Cloud is staggeringly expensive compared to your own physical servers. Has been for all but trivial (almost toy) workloads since day 1. And that's before you pay for bandwidth.
I was spending a decent chunk of change monthly on cloud boxes just for my personal hosting projects, and eventually realized I could get a stonking 1U box, colo at a local data center, pay for the server in the savings in a year or two, and have radically more capability in the deal.
If you need a "droplet" type VM, with a gig of RAM, a couple gig of disk, and bandwidth, they're not bad. DigitalOcean works well for that, and is way cheaper on bandwidth than other places (1TB per droplet per month, combined pool). So I'll use that for basic proxy nodes and such.
But if you start wanting lots of RAM (I run, among other things, a Matrix homeserver, and some game servers for friends, so RAM use goes up in a hurry), or disk measured in TB, cloud costs start to go vertical, in a hurry. It's really nice having a box with enough RAM I can just toss RAM at VMs, do offsite backup of "everything," etc.
If you're spending more than a few hundred a month on cloud hosting, it's worth evaluating what a physical box would save you.
//EDIT: By "go vertical," I mean "To get a cloud box with similar specs to what I racked up would be half the cost of the entire 1U, per month."

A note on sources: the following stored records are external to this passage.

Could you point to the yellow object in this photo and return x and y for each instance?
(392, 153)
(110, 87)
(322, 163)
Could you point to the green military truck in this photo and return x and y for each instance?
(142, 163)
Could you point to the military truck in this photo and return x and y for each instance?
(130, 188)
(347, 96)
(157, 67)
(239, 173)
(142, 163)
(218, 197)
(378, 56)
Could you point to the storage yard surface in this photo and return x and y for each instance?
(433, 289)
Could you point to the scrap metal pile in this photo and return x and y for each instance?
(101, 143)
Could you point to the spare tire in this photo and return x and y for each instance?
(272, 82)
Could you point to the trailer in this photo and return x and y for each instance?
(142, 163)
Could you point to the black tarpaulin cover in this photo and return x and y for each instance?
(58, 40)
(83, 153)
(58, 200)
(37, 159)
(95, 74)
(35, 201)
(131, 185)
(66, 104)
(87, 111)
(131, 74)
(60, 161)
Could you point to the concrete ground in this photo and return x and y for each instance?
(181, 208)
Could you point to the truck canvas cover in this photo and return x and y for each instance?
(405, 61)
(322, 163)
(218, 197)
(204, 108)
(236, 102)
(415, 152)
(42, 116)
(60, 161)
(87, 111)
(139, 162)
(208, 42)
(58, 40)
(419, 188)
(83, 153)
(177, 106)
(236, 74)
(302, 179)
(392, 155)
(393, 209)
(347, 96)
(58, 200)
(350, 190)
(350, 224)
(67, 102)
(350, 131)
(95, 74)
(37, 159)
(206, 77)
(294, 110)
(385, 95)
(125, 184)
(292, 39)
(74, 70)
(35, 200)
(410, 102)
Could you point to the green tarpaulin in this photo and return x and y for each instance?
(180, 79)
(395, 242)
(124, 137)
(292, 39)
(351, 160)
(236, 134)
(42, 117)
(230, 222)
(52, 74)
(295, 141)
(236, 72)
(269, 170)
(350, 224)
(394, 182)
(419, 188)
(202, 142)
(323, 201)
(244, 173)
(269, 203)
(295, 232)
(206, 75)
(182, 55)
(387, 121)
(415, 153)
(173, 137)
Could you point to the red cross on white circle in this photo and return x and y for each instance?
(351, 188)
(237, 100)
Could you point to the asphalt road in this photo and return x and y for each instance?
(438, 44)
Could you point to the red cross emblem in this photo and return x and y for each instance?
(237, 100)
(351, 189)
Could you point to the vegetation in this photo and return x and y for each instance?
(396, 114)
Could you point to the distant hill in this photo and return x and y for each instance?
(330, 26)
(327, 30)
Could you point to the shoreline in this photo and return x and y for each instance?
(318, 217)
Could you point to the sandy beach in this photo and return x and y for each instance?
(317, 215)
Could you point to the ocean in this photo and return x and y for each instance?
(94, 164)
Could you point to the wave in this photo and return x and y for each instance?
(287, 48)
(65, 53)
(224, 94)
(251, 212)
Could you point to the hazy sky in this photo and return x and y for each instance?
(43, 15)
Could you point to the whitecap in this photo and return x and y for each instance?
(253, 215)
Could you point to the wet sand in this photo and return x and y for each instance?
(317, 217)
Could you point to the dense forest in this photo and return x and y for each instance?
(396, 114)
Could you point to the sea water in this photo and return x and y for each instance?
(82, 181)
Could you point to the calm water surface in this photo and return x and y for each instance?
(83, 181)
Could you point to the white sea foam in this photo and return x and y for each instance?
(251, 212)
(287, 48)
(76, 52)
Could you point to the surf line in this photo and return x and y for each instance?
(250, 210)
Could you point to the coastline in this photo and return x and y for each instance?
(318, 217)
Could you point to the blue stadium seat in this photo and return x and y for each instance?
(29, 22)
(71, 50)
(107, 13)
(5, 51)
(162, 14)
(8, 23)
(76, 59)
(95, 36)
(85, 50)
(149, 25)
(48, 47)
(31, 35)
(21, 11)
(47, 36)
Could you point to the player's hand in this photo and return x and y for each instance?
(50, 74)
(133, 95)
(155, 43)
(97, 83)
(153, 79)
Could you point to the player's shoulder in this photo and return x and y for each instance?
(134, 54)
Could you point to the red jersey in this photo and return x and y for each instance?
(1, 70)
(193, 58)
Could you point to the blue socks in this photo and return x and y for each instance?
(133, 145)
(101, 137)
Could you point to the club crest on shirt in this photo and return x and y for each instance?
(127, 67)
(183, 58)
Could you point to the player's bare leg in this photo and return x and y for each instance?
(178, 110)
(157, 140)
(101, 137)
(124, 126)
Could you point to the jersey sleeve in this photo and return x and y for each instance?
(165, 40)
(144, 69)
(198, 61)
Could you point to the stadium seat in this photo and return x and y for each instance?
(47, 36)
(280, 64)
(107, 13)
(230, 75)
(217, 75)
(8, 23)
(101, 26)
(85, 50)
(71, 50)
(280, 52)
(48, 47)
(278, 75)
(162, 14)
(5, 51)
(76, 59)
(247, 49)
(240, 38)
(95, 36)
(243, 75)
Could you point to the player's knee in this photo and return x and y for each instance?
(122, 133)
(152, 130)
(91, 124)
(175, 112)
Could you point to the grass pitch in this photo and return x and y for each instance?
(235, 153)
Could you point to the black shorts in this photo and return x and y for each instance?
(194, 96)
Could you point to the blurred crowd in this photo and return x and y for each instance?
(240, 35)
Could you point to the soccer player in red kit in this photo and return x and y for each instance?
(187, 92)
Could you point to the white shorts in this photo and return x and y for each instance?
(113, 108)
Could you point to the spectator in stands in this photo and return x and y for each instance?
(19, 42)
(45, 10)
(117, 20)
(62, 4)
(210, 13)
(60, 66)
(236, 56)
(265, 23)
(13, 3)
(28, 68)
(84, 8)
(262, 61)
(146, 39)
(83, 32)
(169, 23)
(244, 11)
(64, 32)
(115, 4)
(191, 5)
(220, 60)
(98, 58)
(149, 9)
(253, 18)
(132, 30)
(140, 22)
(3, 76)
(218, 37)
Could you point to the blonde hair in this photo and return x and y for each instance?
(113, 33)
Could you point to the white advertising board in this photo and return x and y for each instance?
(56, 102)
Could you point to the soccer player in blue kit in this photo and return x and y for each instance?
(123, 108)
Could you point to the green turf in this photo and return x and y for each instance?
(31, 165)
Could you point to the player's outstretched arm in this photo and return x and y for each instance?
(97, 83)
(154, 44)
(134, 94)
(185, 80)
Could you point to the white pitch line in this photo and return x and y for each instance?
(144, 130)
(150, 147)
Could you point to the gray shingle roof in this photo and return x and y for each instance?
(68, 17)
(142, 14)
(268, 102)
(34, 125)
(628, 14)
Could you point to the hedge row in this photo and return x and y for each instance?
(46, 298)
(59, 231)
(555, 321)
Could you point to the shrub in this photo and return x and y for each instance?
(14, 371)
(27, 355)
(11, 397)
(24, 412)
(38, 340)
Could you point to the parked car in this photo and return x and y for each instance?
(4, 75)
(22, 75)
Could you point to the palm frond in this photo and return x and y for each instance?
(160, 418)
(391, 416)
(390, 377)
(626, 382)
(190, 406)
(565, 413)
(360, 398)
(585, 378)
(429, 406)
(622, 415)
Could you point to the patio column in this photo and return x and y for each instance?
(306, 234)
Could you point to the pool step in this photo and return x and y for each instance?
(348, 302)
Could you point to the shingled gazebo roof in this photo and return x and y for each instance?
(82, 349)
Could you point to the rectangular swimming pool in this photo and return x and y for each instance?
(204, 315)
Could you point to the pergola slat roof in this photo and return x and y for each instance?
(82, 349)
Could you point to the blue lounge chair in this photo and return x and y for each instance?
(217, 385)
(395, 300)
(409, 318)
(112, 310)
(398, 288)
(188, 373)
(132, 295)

Sure, we could use physical boxes. But those will go to procurement. The budget will have to be approved. Orders are sent to suppliers. Hardware arrives, it is a colo is not so bad, but it will be installed according to the colo timelines. If it's your own DC you may have staff on hand, or it could very likely be a third party, and now you have to work with them etc etc. It can easily take months for any non trivially sized company. In the meantime, _we need capacity now_ and customers won't wait. I can provision thousands of machines on demand with a simple pull request and they will be online in minutes. And I can do that without exceeding the pre-approved budget, because those machines may not be needed forever; as soon as they are no longer needed, they are destroyed very quickly.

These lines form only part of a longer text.